A Matter of Time
Page 16
“Where do you want to eat?”
Her grip tightened. She started to say something, choked on it. Her fingers quivered. “I still think I should take a rain-check. We’ve got to be back in here at eight.”
“Yeah. Right. Well, I’ll walk you to your car.”
Leaning in her window, he said, “Thanks again. I really don’t know what I’d do without you, Beth. You shouldn’t put up with the crap I dump on you. That we all do.”
“I don’t mind. For you. At least you... Well, you know. You’re nice about it. I’d better go.”
“Sure. Thanks again. Bye.”
He thought about Beth all the way home.
More and more, he suspected something was happening. It was flattering, tempting, and terrifying. If he formally recognized the condition at all, there would be pain and trouble no matter what course he followed. The wise thing, he supposed, would be to cool it by completely ignoring it. That would minimize the potential for pain.
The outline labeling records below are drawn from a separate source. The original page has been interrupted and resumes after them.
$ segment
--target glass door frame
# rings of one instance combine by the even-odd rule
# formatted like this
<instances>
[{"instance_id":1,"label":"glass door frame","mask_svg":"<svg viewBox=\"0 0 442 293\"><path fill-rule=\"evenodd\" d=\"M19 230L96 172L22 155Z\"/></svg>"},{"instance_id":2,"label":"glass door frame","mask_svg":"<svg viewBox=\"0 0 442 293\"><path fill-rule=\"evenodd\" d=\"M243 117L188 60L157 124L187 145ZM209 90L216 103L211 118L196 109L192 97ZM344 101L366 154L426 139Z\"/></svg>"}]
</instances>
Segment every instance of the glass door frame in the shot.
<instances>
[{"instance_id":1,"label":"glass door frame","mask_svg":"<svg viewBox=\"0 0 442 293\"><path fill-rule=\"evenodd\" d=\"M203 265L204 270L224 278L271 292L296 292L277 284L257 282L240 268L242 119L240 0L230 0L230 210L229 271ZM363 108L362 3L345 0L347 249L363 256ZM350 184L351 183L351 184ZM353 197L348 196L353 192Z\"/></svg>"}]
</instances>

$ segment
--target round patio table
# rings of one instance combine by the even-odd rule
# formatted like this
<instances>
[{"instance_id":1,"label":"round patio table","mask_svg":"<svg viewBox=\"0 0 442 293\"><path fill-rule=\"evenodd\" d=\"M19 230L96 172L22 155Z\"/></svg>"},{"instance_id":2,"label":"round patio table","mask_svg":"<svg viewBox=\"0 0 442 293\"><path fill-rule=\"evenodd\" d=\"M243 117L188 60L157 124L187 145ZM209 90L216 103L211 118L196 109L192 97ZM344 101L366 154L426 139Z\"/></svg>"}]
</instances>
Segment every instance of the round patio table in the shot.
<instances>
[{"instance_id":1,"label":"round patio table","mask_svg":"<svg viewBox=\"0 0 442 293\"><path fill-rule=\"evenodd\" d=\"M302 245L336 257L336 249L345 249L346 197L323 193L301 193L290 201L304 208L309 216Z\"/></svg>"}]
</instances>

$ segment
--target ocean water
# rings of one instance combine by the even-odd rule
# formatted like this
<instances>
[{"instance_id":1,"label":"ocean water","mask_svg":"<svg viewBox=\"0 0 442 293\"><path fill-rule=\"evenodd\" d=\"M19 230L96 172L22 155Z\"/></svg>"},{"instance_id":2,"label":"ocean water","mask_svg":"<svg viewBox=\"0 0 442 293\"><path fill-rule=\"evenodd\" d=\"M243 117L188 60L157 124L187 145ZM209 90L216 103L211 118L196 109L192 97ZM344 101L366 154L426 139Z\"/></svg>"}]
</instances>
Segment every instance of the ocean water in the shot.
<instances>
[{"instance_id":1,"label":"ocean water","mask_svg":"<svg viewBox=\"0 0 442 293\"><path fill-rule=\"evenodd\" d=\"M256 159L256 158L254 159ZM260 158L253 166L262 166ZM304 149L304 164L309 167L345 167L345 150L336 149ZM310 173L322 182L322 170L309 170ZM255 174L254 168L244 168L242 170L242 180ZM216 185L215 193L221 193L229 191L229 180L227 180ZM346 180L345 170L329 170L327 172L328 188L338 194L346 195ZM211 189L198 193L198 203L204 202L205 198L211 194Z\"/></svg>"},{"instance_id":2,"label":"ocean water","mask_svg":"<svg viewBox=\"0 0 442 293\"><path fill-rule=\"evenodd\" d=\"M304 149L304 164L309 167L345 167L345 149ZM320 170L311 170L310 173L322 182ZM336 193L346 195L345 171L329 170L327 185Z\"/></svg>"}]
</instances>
Annie had fallen asleep watching Johnny Carson and rereading MacDonald’s The Girl in the Plain Brown Wrapper. He wriggled himself a seat and gently woke her, presented the books he had picked up downtown.
“Struck out again, huh?” she mumbled.
“Yeah.”
“Keep plugging, honey. It’ll come.”
“I’m beginning to wonder.”
Cash’s depression carried over into Tuesday. Lack of sleep was no help, and spending morning and afternoon being bored or angered by lawyers badgering witnesses or protesting one another’s antics was a classic downer. He kept stifling an urge to stand up and scream, “But what about justice!” The concept seemed to have vanished from the American courtroom completely. All that remained was a highly ritualized barristry.
There were moments when he wished the Good Lord would send down a plague able to take no one but ambulance chasers. They were a pestilence themselves, a pustulant wound on the corpus of humanity. Directly or indirectly they controlled everything.
These dreary courtroom passages often brought on moments of paranoia when he felt as intensely about attorneys as had Hitler about Jews. He fancied very similar conspiracies.
Beth had but one bit of progress to report when he returned to the station. Railsback had contacted Miss Groloch’s attorney about the possibility of the old woman undergoing a polygraph test. The man had refused. Of course.
John had completed his courtroom purgatory by noon recess. He had spent his afternoon digging. He now arrived, looking sheepish.
“Got an idea,” he said. “Illegal as hell. Well, shady. You got your contacts in the outfit. I thought maybe you could get them to help.”
“I don’t think I’m going to like this.” Cash guided Harald into his office, closed the door.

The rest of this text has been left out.